Lower grade tumours (Grades I and II) present more often with seizures or fits. The higher grade tumours (Grades III and IV) grow more rapidly and can produce a lump inside the brain in a short span of time. Since the skull cannot expand, the brain is unable to compensate for this increased mass quickly and hence the first symptoms usually are due to increased pressure in the brain. Headaches, seizures, memory loss, and changes in behaviour are generally the most common symptoms of intrinsic (i.e. inside the brain tissue) brain tumours. Other symptoms may also occur depending on the size and location of the tumour. The diagram below shows the major functions of each lobe of the brain.

Specific Symptoms

NB: this list is not exhaustive and you may experience symptoms not listed here.

Frontal Lobe Tumours

The most frequent symptoms are change in personality, mood and behaviour. There may also be weakness of one side of the body or seizures causing jerking of the body.

Temporal Lobe Tumours

Seizures in this area are a common symptom. They may result in a number of sensations such as:

  • Déjà vu
  • Odd taste
  • Funny smells
  • Feeling of panic or of ‘being outside your body’

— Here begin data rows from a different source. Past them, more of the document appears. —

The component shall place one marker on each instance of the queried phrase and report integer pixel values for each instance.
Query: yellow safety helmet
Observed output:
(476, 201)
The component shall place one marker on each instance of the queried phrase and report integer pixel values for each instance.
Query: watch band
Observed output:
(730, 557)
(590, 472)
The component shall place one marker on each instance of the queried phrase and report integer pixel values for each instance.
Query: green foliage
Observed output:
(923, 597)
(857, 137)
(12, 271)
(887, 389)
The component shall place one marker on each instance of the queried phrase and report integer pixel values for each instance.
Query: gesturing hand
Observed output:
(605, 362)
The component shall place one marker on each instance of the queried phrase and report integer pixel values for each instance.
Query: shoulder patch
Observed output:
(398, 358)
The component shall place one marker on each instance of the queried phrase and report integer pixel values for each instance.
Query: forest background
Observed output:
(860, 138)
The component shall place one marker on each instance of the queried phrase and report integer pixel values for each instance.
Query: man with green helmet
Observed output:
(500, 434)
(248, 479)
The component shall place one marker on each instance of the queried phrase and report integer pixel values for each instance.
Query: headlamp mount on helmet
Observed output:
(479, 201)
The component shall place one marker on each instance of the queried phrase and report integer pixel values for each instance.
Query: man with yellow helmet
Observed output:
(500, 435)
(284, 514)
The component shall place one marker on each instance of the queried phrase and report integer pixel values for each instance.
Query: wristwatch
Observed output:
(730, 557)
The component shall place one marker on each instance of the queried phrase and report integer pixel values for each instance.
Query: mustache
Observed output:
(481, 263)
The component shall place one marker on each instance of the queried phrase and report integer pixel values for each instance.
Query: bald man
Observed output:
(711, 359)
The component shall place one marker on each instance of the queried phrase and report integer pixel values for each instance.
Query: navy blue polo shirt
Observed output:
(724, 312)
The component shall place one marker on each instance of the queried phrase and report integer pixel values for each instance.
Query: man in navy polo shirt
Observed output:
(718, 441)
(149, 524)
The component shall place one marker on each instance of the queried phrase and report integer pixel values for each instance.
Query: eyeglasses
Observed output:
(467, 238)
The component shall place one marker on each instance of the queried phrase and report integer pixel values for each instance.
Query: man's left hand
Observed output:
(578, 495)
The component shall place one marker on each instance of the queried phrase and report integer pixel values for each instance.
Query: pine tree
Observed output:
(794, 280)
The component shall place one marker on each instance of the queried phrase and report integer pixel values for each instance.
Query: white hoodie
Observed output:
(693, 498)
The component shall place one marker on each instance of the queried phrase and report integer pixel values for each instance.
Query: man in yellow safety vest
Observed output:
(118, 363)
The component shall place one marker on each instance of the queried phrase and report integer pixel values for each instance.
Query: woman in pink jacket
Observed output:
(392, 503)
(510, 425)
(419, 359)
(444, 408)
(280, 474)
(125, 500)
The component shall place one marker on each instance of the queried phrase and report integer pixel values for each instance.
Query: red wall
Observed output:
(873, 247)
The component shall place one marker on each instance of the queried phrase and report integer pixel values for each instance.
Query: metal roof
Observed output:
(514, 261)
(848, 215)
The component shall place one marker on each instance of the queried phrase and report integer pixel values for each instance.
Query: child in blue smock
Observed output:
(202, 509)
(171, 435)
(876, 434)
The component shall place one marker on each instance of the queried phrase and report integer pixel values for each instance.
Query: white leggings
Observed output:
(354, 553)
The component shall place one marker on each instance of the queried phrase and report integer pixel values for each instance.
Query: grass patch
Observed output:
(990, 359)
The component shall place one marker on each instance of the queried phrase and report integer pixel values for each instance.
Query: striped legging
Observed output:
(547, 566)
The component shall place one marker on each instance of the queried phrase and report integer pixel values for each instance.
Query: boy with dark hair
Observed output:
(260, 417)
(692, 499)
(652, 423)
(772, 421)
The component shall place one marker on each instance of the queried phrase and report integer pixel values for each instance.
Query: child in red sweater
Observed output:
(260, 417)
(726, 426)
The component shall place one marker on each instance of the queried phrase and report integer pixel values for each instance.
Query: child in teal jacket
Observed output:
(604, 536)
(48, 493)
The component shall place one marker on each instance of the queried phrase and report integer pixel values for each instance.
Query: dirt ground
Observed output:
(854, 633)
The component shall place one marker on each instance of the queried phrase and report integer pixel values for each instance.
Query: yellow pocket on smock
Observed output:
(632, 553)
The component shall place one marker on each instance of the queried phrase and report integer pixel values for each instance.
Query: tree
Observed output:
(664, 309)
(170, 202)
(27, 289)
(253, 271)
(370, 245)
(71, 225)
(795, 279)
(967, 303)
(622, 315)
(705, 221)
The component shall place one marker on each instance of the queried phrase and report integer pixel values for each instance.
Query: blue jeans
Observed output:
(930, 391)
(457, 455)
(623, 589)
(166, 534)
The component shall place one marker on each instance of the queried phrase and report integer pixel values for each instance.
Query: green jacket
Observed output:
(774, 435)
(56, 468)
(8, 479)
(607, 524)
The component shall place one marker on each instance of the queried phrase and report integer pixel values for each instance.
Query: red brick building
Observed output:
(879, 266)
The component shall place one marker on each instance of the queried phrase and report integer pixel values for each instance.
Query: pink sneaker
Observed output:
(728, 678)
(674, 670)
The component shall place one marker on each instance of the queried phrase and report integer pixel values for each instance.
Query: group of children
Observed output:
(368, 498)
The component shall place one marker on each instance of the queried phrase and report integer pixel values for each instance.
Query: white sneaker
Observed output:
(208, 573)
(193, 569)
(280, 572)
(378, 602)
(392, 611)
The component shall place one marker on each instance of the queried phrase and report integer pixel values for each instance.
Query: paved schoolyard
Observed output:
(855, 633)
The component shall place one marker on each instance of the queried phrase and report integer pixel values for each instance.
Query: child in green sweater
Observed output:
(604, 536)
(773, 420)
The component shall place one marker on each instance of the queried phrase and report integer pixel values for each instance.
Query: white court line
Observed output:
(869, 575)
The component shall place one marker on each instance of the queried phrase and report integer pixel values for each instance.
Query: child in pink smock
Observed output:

These usually only last 1-2 minutes.

What happens to me when I have these seizures?

  • You may seem or look vacant and sometimes chew and swallowing repeatedly.
  • Some people make semi purposeful movements with their hands.
  • Memory & speech can be affected if the tumour is on the same side of the brain which controls speech (the speech centre).

Parietal Lobe Tumours

  • May cause loss of sensation and or power on one side of the body
  • Seizures may occur
  • If the tumour is in the speech area there may be problems such as;
    • Speaking or expressing oneself
    • Understanding the spoken word and word finding problems.

Brain Stem / Cerebellar Tumours

  • This can cause problems with balance and co-ordination
  • Double vision & problems with swallowing can occur
  • There can also be weakness in both arms and legs

Diagnosis

After a neurological examination, a CT scan and/or MR scan is required. If a tumour is present, the scans help your doctor determine the size, location, and probable type of tumour. However, only an examination of a sample of tumour tissue under a microscope (a biopsy) confirms the exact diagnosis.